Defendant appealed the Appeals Panel’s decision sustaining a violation of G.L. 1956 § 31-12-4 (prima facie limits). A state trooper observed Defendant’s vehicle traveling at a high rate of speed, and the trooper’s dash-mounted radar device registered Defendant’s speed at ninety-four miles per hour in a fifty-five miles per hour speed zone. In the lower court, the Appeals Panel sustained the charged violation based on the state trooper’s testimony that he properly tested the radar unit via the test button on the dash-mounted radar unit. On appeal, Defendant argued that an internal test—such as the use of the test button—is not the same as calibration and, therefore, that the state failed to meet its burden under State v. Sprague, 322 A.2d 35, 39-40 (1974), to show that the radar unit was “tested within a reasonable time by a reasonable method.”

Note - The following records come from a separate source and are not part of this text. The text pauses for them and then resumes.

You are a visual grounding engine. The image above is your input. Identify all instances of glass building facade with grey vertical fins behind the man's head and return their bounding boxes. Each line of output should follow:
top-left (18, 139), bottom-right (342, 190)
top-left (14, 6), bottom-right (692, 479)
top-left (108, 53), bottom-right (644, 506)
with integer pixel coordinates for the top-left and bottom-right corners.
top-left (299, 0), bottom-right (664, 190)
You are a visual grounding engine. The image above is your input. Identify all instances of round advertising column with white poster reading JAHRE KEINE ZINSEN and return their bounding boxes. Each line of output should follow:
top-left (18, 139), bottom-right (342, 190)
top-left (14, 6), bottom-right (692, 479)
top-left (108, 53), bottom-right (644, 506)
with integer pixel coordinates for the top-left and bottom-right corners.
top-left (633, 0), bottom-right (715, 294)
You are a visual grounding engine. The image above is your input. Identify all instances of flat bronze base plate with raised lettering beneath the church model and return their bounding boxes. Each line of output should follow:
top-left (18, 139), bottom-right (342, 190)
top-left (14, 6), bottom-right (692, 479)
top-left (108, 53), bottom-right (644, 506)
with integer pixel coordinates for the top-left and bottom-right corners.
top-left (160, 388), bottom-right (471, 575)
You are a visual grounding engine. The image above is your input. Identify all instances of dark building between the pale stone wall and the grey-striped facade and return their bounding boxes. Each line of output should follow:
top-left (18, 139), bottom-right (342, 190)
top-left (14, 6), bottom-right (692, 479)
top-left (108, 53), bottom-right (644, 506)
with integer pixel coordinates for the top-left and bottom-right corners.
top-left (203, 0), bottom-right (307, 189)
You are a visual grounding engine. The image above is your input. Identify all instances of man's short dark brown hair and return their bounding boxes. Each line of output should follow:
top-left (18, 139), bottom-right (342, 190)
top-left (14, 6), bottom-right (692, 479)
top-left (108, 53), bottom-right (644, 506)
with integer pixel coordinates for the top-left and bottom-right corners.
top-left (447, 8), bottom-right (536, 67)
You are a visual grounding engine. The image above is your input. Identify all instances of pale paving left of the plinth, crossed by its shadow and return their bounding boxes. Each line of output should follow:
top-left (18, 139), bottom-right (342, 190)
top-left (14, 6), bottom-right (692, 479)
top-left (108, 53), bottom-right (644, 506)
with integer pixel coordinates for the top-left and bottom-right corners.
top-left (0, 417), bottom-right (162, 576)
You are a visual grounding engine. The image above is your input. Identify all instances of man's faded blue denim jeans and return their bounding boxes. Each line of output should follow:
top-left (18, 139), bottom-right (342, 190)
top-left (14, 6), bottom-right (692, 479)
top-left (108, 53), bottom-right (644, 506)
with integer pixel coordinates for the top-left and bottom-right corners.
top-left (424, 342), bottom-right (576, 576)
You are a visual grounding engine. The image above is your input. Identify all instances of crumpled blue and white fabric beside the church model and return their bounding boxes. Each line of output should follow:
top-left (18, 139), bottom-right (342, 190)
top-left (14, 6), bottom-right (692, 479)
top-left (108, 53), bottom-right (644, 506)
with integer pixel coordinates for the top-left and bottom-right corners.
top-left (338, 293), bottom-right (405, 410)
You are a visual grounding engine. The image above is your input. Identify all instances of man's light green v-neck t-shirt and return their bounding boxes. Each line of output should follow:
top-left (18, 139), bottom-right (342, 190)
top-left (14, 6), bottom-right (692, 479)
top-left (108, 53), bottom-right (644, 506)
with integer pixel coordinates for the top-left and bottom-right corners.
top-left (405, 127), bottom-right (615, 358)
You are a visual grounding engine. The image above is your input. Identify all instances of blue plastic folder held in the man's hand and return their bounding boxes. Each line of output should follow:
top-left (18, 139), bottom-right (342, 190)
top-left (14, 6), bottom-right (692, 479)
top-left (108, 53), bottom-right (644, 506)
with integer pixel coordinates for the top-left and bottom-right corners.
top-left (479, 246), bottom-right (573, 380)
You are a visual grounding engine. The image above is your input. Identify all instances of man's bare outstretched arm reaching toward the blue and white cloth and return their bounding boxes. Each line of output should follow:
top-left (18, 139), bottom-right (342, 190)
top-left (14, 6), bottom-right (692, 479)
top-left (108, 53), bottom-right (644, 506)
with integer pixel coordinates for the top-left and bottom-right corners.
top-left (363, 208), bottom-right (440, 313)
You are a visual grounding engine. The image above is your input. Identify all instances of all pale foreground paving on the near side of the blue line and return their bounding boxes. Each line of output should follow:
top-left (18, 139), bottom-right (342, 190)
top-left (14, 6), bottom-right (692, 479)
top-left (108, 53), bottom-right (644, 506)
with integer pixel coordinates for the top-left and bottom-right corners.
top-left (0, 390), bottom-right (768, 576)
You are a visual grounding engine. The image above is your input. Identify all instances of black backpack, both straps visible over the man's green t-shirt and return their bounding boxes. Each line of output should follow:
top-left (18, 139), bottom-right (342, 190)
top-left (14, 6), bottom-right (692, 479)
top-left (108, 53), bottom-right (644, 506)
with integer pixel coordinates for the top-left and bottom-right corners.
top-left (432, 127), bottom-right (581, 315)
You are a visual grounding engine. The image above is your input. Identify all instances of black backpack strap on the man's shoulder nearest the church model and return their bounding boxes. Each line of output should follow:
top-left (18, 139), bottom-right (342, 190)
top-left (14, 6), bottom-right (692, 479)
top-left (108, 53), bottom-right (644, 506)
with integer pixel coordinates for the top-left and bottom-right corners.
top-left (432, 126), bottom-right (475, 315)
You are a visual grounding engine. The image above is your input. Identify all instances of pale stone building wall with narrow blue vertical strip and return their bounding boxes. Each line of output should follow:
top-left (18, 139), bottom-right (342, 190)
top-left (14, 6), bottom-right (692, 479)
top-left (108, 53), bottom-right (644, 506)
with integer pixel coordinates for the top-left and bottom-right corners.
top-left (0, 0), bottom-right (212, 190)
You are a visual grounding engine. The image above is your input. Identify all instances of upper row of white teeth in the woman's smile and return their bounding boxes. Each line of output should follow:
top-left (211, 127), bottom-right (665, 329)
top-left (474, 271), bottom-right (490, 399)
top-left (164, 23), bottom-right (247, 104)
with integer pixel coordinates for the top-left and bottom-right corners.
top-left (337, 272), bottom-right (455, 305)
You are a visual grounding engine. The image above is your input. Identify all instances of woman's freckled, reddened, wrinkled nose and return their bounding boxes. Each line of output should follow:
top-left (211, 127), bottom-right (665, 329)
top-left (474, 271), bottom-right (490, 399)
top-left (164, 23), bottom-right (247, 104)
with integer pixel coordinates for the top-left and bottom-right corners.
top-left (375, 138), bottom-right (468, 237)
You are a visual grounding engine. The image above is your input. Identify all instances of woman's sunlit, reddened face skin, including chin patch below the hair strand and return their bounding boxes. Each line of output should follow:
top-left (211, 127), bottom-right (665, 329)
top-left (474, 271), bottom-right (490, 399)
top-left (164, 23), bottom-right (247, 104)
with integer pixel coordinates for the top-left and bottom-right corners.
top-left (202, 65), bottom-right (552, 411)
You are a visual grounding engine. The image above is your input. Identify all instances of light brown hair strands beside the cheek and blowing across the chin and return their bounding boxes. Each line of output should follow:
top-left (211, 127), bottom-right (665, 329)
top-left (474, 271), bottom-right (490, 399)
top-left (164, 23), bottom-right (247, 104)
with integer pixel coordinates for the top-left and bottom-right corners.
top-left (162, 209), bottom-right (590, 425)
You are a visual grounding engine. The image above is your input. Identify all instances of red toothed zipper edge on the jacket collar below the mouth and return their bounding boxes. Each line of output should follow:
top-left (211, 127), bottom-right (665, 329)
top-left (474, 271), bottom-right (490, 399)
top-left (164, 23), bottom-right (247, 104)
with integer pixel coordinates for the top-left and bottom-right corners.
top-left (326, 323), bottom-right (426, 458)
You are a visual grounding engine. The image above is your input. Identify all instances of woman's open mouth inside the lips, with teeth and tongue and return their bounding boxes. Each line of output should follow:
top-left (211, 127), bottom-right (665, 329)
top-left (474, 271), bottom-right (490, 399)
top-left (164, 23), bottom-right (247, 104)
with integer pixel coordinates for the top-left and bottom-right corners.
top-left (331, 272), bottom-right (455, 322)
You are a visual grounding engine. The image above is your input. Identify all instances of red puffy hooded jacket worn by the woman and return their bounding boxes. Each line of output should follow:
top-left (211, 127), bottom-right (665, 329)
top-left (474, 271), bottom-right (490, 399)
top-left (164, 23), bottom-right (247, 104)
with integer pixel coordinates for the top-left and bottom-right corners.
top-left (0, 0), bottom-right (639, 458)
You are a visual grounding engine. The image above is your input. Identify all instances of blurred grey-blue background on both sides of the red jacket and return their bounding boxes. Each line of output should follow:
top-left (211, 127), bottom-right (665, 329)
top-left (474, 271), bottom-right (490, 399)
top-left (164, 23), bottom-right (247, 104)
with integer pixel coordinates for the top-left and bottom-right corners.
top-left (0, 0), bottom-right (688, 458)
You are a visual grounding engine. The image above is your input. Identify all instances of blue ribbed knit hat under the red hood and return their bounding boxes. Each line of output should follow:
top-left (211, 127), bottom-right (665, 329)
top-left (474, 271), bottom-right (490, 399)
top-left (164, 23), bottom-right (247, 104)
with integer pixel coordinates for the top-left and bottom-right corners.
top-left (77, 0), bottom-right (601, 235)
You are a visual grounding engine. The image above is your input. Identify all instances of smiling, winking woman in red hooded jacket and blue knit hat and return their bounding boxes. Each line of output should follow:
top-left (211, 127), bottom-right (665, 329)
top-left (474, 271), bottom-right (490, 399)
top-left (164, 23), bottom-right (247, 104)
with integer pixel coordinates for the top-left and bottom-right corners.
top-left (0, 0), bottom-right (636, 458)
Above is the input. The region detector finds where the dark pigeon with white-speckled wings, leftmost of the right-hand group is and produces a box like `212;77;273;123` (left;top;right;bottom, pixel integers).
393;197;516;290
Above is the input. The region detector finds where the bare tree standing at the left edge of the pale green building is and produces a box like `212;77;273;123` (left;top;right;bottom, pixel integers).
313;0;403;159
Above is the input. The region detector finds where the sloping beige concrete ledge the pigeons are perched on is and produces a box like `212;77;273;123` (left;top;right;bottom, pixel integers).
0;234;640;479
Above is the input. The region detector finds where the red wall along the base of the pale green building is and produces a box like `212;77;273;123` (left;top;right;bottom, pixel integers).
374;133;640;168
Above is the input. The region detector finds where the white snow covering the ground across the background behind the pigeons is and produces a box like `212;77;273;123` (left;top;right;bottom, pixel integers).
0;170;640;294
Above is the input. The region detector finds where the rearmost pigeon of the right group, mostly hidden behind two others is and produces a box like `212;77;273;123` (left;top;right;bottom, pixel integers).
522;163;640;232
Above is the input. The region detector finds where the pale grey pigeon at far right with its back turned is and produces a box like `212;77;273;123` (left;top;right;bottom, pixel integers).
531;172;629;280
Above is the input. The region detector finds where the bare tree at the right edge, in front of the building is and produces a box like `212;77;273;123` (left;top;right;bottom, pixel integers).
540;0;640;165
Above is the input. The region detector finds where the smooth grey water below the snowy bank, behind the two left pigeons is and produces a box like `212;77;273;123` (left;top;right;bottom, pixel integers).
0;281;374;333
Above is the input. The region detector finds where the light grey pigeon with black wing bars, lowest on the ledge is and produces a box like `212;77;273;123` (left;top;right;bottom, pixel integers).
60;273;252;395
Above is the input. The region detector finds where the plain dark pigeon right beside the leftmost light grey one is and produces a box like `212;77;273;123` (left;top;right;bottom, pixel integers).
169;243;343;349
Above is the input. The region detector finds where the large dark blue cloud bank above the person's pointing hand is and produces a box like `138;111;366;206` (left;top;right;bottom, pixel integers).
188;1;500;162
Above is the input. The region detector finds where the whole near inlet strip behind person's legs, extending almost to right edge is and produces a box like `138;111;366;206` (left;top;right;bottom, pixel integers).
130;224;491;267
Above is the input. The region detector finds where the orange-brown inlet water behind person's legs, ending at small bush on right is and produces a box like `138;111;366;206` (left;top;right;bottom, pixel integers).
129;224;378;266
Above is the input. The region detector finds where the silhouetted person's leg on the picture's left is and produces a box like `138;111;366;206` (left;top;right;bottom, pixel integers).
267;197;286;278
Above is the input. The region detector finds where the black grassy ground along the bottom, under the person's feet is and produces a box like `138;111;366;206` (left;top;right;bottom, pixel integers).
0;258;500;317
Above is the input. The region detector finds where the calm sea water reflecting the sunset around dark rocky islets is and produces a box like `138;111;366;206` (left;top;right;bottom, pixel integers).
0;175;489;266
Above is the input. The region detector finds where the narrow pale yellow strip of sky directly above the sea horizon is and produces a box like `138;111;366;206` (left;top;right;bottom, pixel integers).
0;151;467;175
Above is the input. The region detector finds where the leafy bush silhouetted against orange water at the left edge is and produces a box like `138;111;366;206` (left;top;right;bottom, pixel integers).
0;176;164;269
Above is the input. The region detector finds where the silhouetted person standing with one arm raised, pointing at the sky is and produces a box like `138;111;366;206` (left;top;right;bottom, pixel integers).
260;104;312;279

While Sprague established that the state must demonstrate that a radar unit was “tested within a reasonable time by a reasonable method,” Sprague is silent as to what constitutes a reasonable time and method. Thus, the District Court sought guidance from several materials, including the National Highway Traffic Safety Act Manual and Rhode Island State Police General Order 56 A1. Each of the materials from which the District Court sought guidance declared that radar units should be subjected to both an internal test and an external calibration test. As the court explained, “The former is used to make sure that the device is functioning; the latter to make sure that the reading is accurate.”
Here, the District Court distinguished between internal tests and external calibration, and the radar unit in question here was last calibrated five years prior to its use in Defendant’s citation. As such, the District Court held that the Appeals Panel’s decision was clearly erroneous because the state failed to establish that the radar unit was calibrated within a reasonable time and by an appropriate method. Accordingly, the District Court reversed the Appeals Panel’s decision.